How Much do YOU think E-ebooks Should Cost?
I don’t yet own an e-reading device, but lately I have been comparing the different readers- just in case a long-lost millionaire uncle I never knew about decides to leave me his fortune.
As I researched, I was surprised to noticed that some e-books actually cost more than the paperback version of the same books, which is the opposite of what I expected. So I was interested when I learned about a survey showing that while some readers think that e-books should cost less than their counterparts, not all readers do.
Those who already own an e-reader appear less likely to think that the downloads should be priced lower. I wonder whether this is because they have gotten used to paying the higher price, or because they are willing to pay more for convenience and instant gratification, or perhaps because those who could afford to buy those devices were not so concerned about book pricing as the rest of us.
What are the benefits of digital vs. printed books?
The main benefit of e-books seems to be convenience. But convenience aside, they lack many benefits of traditional books.
I have books that I have owned since I was a child and now share with my own children , and favorite books that I have loaned out many times to friends (without the limitation that they must be returned within 2 weeks).

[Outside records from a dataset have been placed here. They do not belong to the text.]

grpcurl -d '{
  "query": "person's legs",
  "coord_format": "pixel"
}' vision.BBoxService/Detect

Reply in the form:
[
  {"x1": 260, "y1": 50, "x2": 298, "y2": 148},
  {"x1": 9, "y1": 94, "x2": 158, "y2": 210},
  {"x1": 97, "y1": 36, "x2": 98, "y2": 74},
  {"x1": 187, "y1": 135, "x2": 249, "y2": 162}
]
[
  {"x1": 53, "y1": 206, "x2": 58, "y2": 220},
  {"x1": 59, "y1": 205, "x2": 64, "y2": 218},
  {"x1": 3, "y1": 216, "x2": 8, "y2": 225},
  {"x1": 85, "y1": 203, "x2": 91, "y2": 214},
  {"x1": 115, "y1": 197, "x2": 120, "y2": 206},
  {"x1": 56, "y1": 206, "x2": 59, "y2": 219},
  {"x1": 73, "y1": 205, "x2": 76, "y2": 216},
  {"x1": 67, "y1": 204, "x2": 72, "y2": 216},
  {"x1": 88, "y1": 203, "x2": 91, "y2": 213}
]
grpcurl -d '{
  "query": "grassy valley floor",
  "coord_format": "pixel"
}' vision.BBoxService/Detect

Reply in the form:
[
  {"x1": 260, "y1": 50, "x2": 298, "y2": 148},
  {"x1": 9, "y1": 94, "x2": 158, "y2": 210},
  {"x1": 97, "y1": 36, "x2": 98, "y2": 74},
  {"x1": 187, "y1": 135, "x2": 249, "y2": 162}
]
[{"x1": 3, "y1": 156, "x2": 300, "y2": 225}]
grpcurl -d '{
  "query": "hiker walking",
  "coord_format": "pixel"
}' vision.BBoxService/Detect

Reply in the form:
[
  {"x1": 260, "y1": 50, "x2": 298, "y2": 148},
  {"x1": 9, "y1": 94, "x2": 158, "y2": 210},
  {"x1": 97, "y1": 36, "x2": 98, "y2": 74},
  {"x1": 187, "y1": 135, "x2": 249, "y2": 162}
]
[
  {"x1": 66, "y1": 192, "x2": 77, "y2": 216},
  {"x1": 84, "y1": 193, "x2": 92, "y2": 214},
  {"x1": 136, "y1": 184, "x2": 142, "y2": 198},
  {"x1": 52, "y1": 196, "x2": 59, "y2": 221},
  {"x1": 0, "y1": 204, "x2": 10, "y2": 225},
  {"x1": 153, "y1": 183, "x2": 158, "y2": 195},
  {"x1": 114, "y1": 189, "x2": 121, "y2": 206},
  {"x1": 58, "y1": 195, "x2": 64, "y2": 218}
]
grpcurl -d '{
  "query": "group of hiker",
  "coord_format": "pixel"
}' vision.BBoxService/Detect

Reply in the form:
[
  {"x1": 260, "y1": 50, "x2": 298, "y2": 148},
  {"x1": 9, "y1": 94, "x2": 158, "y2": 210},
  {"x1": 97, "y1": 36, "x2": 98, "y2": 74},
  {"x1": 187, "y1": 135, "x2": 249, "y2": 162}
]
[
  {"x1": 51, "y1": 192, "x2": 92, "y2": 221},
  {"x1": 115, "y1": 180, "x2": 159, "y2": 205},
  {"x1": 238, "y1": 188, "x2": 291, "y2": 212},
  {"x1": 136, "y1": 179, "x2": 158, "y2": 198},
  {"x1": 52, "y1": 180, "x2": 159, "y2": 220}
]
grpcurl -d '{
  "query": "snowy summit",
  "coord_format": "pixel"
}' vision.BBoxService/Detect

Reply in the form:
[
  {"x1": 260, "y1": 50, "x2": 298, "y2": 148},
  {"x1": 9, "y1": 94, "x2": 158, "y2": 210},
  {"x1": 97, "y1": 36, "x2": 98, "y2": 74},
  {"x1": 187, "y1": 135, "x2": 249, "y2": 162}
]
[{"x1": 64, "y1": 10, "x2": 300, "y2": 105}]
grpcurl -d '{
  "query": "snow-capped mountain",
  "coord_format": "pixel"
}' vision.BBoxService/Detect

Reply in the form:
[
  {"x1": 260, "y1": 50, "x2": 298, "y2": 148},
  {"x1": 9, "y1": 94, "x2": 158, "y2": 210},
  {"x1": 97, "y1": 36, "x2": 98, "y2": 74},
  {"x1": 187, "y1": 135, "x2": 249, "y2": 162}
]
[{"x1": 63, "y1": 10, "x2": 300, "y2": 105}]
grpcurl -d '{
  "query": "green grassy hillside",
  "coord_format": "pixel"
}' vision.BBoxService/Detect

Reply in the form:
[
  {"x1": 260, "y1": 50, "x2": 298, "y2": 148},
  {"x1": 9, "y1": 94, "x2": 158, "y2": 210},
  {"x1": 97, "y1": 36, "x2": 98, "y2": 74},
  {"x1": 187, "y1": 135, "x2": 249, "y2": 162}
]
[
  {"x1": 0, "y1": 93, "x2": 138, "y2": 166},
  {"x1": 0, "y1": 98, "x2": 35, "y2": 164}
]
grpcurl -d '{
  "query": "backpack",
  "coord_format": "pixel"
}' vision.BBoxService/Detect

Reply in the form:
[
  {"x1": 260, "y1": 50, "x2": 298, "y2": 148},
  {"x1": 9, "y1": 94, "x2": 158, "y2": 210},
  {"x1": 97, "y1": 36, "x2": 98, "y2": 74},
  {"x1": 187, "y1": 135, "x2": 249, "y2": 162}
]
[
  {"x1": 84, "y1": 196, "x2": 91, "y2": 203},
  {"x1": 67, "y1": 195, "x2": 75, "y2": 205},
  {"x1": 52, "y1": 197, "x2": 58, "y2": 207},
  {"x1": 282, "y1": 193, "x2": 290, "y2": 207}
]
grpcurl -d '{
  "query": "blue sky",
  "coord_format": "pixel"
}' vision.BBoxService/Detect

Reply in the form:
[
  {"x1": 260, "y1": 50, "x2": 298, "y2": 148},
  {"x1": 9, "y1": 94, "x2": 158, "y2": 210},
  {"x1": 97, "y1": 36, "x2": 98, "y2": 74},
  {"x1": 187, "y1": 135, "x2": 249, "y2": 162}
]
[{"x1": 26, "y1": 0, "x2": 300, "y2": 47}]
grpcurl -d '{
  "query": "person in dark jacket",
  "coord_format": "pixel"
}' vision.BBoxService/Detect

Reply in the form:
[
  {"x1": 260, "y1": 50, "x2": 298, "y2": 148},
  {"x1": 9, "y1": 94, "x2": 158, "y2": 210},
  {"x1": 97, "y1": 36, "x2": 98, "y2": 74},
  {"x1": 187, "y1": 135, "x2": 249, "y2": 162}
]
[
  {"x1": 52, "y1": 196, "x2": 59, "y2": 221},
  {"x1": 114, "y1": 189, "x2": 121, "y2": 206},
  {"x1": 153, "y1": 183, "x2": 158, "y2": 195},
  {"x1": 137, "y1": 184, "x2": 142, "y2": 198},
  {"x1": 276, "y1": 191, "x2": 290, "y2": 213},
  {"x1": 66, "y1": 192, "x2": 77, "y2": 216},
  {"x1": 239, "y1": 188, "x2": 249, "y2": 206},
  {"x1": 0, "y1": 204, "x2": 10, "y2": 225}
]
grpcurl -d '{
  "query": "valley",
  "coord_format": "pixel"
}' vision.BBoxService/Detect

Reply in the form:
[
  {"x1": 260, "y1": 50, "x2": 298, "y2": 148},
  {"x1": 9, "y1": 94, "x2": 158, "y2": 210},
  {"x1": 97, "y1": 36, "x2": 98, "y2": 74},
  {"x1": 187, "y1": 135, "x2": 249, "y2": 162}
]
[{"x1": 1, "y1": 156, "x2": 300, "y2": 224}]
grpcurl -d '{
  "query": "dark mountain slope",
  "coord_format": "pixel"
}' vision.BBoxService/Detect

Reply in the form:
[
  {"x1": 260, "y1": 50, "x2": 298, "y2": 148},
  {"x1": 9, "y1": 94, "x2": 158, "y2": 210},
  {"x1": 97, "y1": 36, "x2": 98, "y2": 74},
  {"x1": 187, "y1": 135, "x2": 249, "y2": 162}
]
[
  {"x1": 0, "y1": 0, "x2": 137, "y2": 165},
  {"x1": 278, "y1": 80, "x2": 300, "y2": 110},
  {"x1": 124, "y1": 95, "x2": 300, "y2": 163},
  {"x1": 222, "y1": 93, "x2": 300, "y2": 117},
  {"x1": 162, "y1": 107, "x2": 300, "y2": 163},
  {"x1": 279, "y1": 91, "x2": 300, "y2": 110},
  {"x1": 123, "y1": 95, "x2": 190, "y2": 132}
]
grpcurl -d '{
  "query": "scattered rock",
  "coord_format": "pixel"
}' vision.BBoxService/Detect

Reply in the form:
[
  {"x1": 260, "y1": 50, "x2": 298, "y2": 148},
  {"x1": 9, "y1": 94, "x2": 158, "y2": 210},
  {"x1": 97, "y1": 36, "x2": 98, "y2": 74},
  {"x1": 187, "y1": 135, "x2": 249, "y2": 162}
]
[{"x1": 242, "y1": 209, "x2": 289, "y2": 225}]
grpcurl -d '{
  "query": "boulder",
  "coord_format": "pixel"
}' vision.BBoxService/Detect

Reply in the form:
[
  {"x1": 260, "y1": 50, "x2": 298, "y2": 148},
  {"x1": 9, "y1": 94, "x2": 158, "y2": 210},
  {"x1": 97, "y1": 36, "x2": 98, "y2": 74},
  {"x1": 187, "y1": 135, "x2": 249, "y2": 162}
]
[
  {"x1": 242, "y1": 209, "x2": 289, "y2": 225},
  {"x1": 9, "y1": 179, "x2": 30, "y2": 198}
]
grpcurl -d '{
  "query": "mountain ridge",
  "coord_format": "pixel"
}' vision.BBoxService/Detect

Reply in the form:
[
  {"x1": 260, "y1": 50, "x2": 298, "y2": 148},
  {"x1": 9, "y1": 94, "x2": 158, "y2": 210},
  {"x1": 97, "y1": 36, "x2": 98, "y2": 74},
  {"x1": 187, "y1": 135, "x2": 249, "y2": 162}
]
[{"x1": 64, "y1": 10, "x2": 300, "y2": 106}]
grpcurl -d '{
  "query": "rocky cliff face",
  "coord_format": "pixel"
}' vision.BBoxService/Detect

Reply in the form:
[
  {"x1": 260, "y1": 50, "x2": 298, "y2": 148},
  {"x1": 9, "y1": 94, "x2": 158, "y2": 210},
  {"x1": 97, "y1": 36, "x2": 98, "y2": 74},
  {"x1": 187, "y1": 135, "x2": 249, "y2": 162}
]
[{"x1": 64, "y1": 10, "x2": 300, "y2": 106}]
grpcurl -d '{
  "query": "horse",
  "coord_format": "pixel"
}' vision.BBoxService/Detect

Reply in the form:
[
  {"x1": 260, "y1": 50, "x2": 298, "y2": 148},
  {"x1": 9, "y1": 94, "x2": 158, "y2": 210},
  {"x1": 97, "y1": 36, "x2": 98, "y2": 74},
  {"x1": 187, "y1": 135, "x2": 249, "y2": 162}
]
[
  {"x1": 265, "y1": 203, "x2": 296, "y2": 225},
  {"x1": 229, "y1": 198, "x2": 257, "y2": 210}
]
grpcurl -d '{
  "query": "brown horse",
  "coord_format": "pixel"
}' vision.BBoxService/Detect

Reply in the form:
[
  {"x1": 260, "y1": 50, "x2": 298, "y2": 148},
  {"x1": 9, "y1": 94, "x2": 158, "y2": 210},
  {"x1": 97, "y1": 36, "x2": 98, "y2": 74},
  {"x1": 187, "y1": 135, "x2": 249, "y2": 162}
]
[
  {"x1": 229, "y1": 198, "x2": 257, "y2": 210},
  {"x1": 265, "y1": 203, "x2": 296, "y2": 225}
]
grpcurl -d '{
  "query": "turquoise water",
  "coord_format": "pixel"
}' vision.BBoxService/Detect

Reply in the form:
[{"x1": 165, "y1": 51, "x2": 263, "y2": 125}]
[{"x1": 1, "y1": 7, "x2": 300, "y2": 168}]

Other books I’ve read once and either sold (so I could afford to buy more books!), or donated to benefit my local library.
When you buy an e-book, you are not really buying a book at all, just a license to be allowed to read the book. Add the limitations of its use to the facts that:
- you have to first purchase a device for reading the books then spend more for permission to read each book,
- you can only give the book as a gift if your friend also happens to have an e-reader (and the right one),
- other family members can’t read the book you bought unless you either loan them your reading device or buy them each one of their own along with their own licenses to read each book (which would be quite a hunk of change in a large family like mine. Hope that rich uncle doesn’t forget me!),
- you can not re-sell the book used to reclaim some of your original expense and
- you cannot donate it to charities to sell used,
and suddenly the expectation that e-books should be priced lower doesn’t seem either unrealistic or unreasonable. In fact, I’m surprised that more people don’t think it should be lower!
What about publishers? Shouldn’t we worry about them going out of business?
Even though the publishers still have many expenses with e-books (editing, formatting, promotion, etc.), they don’t have the printing or inventory costs that exist with traditional publishing. There are no supply limitations, so they don’t have to guess at how many copies of a book will sell; 200 electronic copies won’t cost them more to produce than 50 copies. Some publishers are also giving a smaller cut of the profits to authors than they do with printed books.
Some publishers will certainly fold because of the e-book revolution, but I doubt it will be due to low e-book pricing. More likely it will be due either to greed (see above about authors getting a smaller cut, driving them toward self-publishing), bad debt (as other companies such as bookstores go under), or most likely of all – a failure to adapt to a changing market.
Those who make it will do so because they see digital books as an opportunity to expand the book market, rather than a contest between e-books and traditional ones.
What do you think?
Do you have an e-reader? Do you think e-books should cost the same, more or less than traditional books?
How might publishers and authors best adapt to a rapidly changing market?